In our previous analysis from October 1, the missing part was to analyse the heterogeneity of Siegel's method when a fraction of the matrix is consistent. In the following, we assume that a (resp. b) is the fraction of rows (resp. columns) that is consistent.
Based on the previous results, we could have something like the following
It should be noted also that the properties for Siegel's method are inverted. Rtask controls actually the machine heterogeneity and Rmach controls the task heterogeneity.
Let's start by some empirical tests on the partially-consistent method:
generate_matrix_siegel_CV <- function(n, m, mean_task, mean_mach, CV_task, CV_mach,
a = 0, b = 0) {
rdistr <- function(n) {
return(rgamma_cost(n, mean_task, mean_task * CV_task))
}
rdistc <- function(n) {
return(rgamma_cost(n, mean_mach, mean_mach * CV_mach))
}
make_consistent(generate_matrix_siegel(n, m, rdistr, rdistc), a, b)
}
set.seed(0)
Z <- generate_matrix_siegel_CV(1000, 1000, 10, 10, 0.1, 0.1, 0.5, 0.25)
mean_CV_col(Z)
## [1] 0.1393
CV_mean_col(Z)
## [1] 0.02509
set.seed(0)
Z <- generate_matrix_siegel_CV(1000, 1000, 100, 100, 0.1, 0.1, 0.5, 0.25)
mean_CV_col(Z)
## [1] 0.1393
CV_mean_col(Z)
## [1] 0.02509
This is encouraging: the result does not depend on the mean on the distributions and there may exist a closed formula that depends only on CV.
Let's start by checking a simple formula for the CV of the means of the columns: a * b * CV(X)
a <- 1
b <- 0.5
CV_X <- 0.1
CV_Y <- 0.1
a * b * CV_X
## [1] 0.05
CV_mean_col(generate_matrix_siegel_CV(1000, 1000, 10, 10, CV_X, CV_Y, a, b))
## [1] 0.07042
a <- 0.5
b <- 1
a * b * CV_X
## [1] 0.05
CV_mean_col(generate_matrix_siegel_CV(1000, 1000, 10, 10, CV_X, CV_Y, a, b))
## [1] 0.05019
This seems OK for a
but not for b
. The mean of each column is
a * X * mean(Y) + (1-a) * mean(X) * mean(Y) for the b
sorted columns and
mean(X) * mean(Y) for the others. The mean of those means is the same as the
last and the standard deviation is sqrt(b * a2 * mean(Y)2 * var(X)) that is
sqrt(b) * a * mean(Y) * std(X). Then, the CV would be :
a * sqrt(b) * CV(X)
a <- 0.5
b <- 0.25
a * sqrt(b) * CV_X
## [1] 0.025
CV_mean_col(generate_matrix_siegel_CV(1000, 1000, 10, 10, CV_X, CV_Y, a, b))
## [1] 0.02487
Now, let's consider the mean of the CV of the columns. For a given sorted column, there are a part that has mean x*mean(Y) and a part that has mean mean(X) * mean(Y). Therefore, the mean of a column is: a * x * mean(Y) + (1-a) * mean(X) * mean(Y)
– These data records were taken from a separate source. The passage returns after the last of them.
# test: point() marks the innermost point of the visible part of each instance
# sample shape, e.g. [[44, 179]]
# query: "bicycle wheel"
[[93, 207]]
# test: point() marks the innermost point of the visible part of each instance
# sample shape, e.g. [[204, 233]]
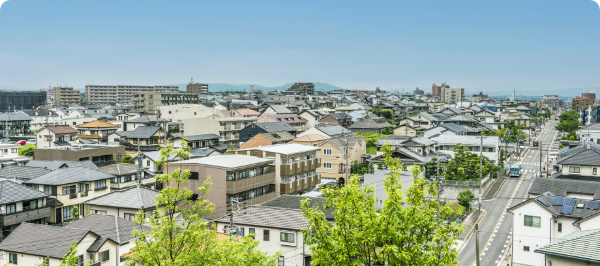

Let's use maxima for the next step (deriving the variance from the mean of the square of the random variable):
assume(CVX >= 0, CVY >= 0, MUX >= 0, MUY >= 0);
assume(a >= 0, a <= 1, b >= 0, b <= 1);
declare(a, constant);
declare(b, constant);
declare(x, constant);
VARX : MUX^2 * CVX^2;
VARY : MUY^2 * CVY^2;
MUX2 : VARX + MUX^2;
MUY2 : VARY + MUY^2;
MUCOL : a * x * MUY + (1-a) * MUX * MUY;
MUCOL2 : a * x^2 * MUY2 + (1-a) * MUX2 * MUY2;
VARCOL : MUCOL2 - MUCOL^2;
CVCOL : sqrt(VARCOL) / MUCOL;
expand(CVCOL);
factor(CVCOL); radcan(CVCOL); ratsimp(CVCOL);
The result is a bit complex. Let's see if this is independant from the mean.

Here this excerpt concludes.